No.14 : 測定単位とコネクタ

2009年12月4日 up

    電波関係の測定単位は、電圧で表したり電力で表したり、真数表記や対数標記、50Ω系と75Ω系等様々です。
同じ電波を扱っている業界でも、放送関係、移動通信関係、衛星通信関係等で微妙に「標準語」が違い厄介です。
通常使用するコネクタ類にも(段々差が無くなってきましたが)業界による差がやはりあります。

    私は若い頃から衛星通信関係の世界に20年以上いましたので、
ほとんどの測定はN型またはSMA型コネクタに接続した測定器で、
(18GHz以上の高い周波数ではK型とかV型とか統一されていませんでしたが)
電力値をdBm単位(50Ω系)で表記するのが基本でした。
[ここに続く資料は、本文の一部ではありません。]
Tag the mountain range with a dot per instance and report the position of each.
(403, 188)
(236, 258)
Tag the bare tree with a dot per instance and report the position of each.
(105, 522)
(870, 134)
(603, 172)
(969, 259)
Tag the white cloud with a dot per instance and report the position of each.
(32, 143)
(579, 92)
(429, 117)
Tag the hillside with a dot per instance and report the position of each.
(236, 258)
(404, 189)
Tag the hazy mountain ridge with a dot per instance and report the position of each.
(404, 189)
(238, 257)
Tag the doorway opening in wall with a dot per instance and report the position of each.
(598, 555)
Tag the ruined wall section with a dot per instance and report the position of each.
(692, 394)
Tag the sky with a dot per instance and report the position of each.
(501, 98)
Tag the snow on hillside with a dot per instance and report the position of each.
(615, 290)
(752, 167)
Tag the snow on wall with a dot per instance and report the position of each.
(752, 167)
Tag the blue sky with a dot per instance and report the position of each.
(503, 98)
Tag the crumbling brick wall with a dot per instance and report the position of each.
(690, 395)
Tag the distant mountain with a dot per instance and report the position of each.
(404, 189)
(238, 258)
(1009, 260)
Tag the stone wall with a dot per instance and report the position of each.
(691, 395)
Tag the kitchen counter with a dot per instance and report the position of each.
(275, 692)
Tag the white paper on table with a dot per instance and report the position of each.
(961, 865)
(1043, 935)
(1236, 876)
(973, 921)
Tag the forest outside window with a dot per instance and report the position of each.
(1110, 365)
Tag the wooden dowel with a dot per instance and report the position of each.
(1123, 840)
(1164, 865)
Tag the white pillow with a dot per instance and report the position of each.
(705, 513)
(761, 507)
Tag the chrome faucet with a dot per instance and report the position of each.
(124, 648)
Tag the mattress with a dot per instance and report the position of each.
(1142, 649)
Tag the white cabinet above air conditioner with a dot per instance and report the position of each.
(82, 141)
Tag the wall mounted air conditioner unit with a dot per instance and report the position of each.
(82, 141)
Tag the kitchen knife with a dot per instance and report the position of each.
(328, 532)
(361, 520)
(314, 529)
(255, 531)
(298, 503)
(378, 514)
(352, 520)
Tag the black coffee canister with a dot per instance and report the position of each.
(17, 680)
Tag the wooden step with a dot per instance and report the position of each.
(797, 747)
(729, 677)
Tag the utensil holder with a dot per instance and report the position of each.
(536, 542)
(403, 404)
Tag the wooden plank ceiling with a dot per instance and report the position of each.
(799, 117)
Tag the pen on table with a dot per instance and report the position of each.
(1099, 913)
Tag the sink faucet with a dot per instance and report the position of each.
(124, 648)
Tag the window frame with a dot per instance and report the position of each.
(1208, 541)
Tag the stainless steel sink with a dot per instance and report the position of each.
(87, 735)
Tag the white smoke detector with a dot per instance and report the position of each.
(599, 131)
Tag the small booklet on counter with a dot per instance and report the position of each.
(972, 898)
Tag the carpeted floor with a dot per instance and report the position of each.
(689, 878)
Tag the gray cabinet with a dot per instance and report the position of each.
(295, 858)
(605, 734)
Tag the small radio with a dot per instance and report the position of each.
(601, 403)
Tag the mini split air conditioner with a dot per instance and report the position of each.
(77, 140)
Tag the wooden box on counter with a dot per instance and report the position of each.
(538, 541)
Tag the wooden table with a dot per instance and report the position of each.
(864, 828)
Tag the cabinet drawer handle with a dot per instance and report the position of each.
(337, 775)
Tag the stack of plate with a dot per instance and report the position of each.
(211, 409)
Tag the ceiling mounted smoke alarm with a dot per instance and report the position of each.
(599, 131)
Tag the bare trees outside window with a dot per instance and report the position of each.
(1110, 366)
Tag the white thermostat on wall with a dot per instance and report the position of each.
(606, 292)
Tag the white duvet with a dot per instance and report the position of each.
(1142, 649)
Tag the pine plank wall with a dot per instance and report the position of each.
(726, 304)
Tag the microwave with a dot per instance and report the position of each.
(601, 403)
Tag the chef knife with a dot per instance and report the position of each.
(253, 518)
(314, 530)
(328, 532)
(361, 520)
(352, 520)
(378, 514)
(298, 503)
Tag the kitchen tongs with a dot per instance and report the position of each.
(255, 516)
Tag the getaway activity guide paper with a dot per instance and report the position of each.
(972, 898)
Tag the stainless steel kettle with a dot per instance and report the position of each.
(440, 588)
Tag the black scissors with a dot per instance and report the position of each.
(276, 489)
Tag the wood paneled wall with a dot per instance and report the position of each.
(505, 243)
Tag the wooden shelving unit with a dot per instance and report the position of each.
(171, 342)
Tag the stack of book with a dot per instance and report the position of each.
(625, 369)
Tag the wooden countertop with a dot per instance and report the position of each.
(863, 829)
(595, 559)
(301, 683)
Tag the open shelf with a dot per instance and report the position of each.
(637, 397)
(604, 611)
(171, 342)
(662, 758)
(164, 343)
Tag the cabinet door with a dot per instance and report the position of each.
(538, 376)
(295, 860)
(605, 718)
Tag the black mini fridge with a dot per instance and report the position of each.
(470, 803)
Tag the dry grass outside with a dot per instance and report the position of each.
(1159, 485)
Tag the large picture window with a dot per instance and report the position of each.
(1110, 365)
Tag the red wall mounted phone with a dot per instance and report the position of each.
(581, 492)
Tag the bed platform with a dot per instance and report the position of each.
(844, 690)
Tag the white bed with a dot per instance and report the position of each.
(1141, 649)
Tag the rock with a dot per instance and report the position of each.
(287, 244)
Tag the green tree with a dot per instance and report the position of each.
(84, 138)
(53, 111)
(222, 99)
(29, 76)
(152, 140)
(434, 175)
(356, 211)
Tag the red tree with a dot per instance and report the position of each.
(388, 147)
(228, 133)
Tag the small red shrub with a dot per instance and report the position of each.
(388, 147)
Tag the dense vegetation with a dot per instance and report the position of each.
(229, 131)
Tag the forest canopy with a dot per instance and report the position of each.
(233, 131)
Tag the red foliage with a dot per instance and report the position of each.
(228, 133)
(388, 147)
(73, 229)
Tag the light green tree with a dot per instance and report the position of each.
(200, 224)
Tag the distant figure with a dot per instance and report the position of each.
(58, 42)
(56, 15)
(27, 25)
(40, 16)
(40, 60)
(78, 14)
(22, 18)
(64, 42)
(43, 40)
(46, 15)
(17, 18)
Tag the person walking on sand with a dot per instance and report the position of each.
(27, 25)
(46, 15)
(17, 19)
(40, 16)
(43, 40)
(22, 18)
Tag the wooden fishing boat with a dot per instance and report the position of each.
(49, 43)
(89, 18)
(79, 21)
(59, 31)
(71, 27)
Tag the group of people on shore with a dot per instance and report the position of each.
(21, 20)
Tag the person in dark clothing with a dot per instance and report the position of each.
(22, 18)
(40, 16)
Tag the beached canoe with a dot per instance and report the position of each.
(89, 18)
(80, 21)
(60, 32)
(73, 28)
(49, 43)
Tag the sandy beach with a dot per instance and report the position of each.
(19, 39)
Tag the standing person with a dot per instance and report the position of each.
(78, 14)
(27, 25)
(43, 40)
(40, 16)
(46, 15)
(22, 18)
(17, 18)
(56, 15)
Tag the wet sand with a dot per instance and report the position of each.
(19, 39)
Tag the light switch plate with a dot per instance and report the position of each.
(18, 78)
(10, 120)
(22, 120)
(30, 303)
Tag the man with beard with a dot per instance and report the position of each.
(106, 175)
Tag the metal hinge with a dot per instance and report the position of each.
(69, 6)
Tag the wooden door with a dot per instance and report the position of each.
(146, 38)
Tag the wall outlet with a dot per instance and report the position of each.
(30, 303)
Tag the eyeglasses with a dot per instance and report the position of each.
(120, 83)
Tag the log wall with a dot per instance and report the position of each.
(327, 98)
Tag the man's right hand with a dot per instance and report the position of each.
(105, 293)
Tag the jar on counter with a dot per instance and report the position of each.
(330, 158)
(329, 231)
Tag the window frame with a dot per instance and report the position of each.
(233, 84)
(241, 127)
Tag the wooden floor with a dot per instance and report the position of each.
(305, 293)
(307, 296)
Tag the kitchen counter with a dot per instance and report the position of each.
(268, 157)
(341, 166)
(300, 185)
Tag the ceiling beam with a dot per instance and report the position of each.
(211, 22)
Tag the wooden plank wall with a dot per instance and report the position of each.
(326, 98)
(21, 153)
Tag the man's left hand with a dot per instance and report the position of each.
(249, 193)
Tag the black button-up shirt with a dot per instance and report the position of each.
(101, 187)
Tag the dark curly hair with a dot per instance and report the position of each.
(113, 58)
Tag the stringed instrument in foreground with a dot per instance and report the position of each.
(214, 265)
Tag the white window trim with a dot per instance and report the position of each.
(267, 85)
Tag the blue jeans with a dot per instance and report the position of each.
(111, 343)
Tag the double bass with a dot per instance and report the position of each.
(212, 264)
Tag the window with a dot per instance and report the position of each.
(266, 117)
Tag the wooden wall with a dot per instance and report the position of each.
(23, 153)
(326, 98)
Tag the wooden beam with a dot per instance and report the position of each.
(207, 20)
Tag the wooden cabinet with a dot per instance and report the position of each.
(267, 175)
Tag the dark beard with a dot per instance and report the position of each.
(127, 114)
アンテナ利得は絶対利得(dBi単位)でした。
その頃は、電界強度のdBμV/mとかは数値を言われても全くピンと来ませんでしたが、
(そもそも電界強度なる概念は衛星通信の教科書には書かれていなくて、
その代りに電力束密度という言葉が使われていました)
最近はdBμV/mで言われれば感覚的に電波の強い弱いが分かります。

    移動通信の世界では、装置の中の測定を除いては、dBm表示はそれほど一般的ではありません。
それは、衛星通信と違い、低い数十MHzから数百MHzへと段々周波数が上がってきた歴史に
関係があると思われます。
dBm表示では測定系のインピーダンスを決めないと数値が決定しないためですが、
低い周波数帯では50Ω系と75Ω系の両方がありましたし、テレビの平衡フィーダーは300Ωでした。
そのようにインピーダンスの統一が取れてない世界でdBm表示をするのは無理があったと思います。
それに引き換え、衛星通信では低い周波数の時代が無く、いきなりGHzオーダーだったために、
最初から同軸ケーブルの伝送損失がポリエチレン充填同軸で最も少なくなる50Ωが使われたのだと思います。
ちなみに、75Ωは空気充填同軸ケーブルでの最適インピーダンスおよび
ダイポールアンテナのマッチングインピーダンスに由来があります。
また、アンテナに関しても、相対利得(dBd)を使ったり、実効長を使ったり、
アンテナ係数を使ったりとまちまちです。
しかしながら、最近は移動通信の周波数も高くなってきたので、衛星通信との業界の差はなくなりつつあります。

    放送業界は昔から今までも75Ω系で統一されています。電界強度のdBμV/mも一般的です。
GHzオーダーの高い周波数を扱う衛星放送受信機の同軸ケーブルでも、
損失が増えるのに75Ωの同軸ケーブルとF型コネクタが使われています。
かたくなに歴史を引きずっているのでしょうね。 低い周波数の同軸ケーブルでは最もポピュラーなBNCコネクタも、
放送業界では75Ω用のものが(特殊ですが)売られています。
ちなみに、M型コネクタはアマチュア無線の人には当たり前の世界ですが、
プロの無線の世界では全く用いられません。